An explicit symmetry breaking generally lifts the degeneracy because the different parts of the multiplets no longer have the same energy.
However, spontaneous symmetry breaking increases the degeneracy, particularly of the ground state. It's really how spontaneous symmmetry is defined. It's a fate of the symmetry that remains the symmetry of the laws of physics, but in practice, the environment we encounter, starting from the ground state, is no longer invariant under the symmetry.
Its not being invariant means nothing else than the fact that if we act with a generator $G$ of the continuous symmetry on the ground state, we get $$ G|0\rangle \neq 0 $$ We would get zero if the symmetry were not spontaneously broken. If it is broken, we get a nonzero vector that is independent from the original $|0\rangle$, so we get another "copy" of the ground state. Here, $G$ still commutes with the Hamiltonian $H$ so these copies have the same energy – we have degeneracy. For example, if the electroweak symmetry were global, just to simplify things, the ground state of the Higgs field could have vev $(0,246)$ in the units of GeV, but it could have any other vev with the same magnitude, too. So there are infinitely many vacua. (In gauge theory, they're made equivalent, but if we spontaneously break a global symmetry, they are states related by the symmetry and therefore having the same energy, but distinct elements of the Hilbert space.)

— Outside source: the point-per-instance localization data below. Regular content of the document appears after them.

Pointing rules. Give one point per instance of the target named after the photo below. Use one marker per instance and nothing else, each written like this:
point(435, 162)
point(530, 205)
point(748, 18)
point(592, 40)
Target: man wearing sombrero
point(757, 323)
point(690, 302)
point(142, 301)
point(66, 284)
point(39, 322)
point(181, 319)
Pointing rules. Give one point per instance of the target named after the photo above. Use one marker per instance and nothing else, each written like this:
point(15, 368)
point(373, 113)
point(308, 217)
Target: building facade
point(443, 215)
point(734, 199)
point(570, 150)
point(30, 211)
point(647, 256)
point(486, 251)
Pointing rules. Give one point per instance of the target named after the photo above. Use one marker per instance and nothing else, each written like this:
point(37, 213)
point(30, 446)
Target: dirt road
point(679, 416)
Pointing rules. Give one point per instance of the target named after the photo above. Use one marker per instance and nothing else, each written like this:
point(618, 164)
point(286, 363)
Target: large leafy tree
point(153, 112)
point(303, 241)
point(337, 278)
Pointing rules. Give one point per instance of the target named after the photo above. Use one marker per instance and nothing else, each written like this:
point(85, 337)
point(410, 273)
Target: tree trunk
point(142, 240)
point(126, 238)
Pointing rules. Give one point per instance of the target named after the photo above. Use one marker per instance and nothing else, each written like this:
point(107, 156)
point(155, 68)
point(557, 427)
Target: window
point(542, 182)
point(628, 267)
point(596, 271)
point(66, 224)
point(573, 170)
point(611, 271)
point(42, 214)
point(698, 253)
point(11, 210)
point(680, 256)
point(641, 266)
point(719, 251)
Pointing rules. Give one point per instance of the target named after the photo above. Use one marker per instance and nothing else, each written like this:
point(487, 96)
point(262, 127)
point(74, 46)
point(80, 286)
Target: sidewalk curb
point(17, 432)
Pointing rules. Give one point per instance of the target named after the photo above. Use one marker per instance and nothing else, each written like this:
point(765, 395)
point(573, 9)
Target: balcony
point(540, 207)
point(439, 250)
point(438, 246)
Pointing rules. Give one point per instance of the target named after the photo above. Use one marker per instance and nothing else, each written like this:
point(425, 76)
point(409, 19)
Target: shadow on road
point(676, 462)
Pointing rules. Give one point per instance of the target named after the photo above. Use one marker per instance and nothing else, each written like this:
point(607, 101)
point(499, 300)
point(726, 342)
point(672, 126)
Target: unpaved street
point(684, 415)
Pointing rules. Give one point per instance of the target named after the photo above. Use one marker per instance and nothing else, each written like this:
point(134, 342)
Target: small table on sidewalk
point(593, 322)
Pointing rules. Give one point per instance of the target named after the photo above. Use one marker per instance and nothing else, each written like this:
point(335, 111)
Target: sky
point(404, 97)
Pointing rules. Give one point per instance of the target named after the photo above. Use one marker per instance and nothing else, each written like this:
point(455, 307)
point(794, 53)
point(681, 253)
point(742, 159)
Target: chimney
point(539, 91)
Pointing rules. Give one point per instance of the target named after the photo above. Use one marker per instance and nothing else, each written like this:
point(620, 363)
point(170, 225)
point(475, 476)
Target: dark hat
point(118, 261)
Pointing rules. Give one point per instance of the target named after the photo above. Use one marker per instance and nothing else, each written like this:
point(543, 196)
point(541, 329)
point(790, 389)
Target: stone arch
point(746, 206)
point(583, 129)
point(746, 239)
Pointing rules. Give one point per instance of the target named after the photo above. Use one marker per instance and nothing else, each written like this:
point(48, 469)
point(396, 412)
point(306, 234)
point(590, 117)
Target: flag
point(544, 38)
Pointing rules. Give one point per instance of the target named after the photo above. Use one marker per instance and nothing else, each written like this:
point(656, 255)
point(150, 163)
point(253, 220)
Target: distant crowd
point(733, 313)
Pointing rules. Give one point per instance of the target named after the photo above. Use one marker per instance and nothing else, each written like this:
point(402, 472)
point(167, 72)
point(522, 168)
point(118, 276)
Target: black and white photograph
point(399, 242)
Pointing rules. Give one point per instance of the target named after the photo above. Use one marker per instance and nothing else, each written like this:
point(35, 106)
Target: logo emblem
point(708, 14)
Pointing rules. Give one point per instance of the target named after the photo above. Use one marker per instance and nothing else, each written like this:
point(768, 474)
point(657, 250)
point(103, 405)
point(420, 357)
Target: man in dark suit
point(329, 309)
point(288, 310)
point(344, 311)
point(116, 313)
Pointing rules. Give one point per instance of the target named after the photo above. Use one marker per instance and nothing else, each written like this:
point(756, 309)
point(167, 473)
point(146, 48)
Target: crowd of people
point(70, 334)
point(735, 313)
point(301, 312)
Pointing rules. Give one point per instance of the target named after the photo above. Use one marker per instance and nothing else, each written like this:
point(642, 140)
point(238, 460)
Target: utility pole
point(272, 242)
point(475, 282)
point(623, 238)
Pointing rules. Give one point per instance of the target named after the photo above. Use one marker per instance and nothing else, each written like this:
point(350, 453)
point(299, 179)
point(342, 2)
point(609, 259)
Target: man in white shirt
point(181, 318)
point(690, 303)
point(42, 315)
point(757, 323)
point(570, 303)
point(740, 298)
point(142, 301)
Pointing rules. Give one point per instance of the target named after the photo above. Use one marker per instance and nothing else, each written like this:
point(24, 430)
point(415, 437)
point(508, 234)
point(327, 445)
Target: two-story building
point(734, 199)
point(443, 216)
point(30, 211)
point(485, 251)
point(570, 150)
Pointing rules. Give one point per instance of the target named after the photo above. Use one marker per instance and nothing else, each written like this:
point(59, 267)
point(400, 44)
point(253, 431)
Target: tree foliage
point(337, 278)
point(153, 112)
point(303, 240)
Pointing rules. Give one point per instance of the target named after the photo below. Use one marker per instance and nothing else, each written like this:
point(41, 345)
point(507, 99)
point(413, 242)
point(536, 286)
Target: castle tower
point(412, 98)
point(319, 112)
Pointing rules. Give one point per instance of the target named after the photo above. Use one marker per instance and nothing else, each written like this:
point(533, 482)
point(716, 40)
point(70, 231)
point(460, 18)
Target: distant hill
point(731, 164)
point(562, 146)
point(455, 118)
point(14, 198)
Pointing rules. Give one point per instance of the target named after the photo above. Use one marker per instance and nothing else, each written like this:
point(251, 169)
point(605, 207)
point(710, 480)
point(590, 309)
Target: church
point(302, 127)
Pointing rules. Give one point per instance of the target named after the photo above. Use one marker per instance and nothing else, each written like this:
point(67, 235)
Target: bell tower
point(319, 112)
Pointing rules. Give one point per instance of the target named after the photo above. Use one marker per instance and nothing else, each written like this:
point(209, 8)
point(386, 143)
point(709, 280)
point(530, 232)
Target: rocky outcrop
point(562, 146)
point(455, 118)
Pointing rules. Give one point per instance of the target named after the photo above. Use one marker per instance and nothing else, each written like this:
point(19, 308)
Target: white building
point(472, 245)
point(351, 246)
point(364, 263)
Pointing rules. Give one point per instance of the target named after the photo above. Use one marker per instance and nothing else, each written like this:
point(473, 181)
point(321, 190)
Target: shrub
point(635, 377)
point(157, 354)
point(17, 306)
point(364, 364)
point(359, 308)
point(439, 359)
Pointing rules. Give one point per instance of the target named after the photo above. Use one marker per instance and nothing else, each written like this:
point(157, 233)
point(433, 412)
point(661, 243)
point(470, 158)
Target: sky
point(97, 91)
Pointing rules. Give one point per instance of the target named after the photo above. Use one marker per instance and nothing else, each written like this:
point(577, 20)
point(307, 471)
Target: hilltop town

So the claim that the OP is dissatisfied with really holds completely generally, by definition of the spontaneous symmetry breaking! Misunderstanding that the ground state of a spontaneously broken symmetric theory is degenerate is the misunderstanding of the basic idea of the spontaneous symmetry breaking.
Note that spontaneous symmetry breaking still effectively means that the "symmetry is broken for most practical purposes" because the "copies" mentioned above may be imagined to be physically identified and we split the Hilbert space into "superselection sectors" each of which is built upon one copy of the ground state. The action of the symmetry generator on any excited state gives us a vector from another superselection sector which can't be identified with zero so from the perspective of a single superselection sector, the symmetry is simply broken.
None of these questions and discussions about explicit vs spontaneous symmetry breaking has anything to do with the time-reversal symmetry (or the absence of it) which is just another symmetry (one given by an antiunitary transformation, so some of the comments above wouldn't apply to this symmetry). Both systems with and without time-reversal symmetry satisfy the claim that the ground state is degenerate if a symmetry is spontaneously broken.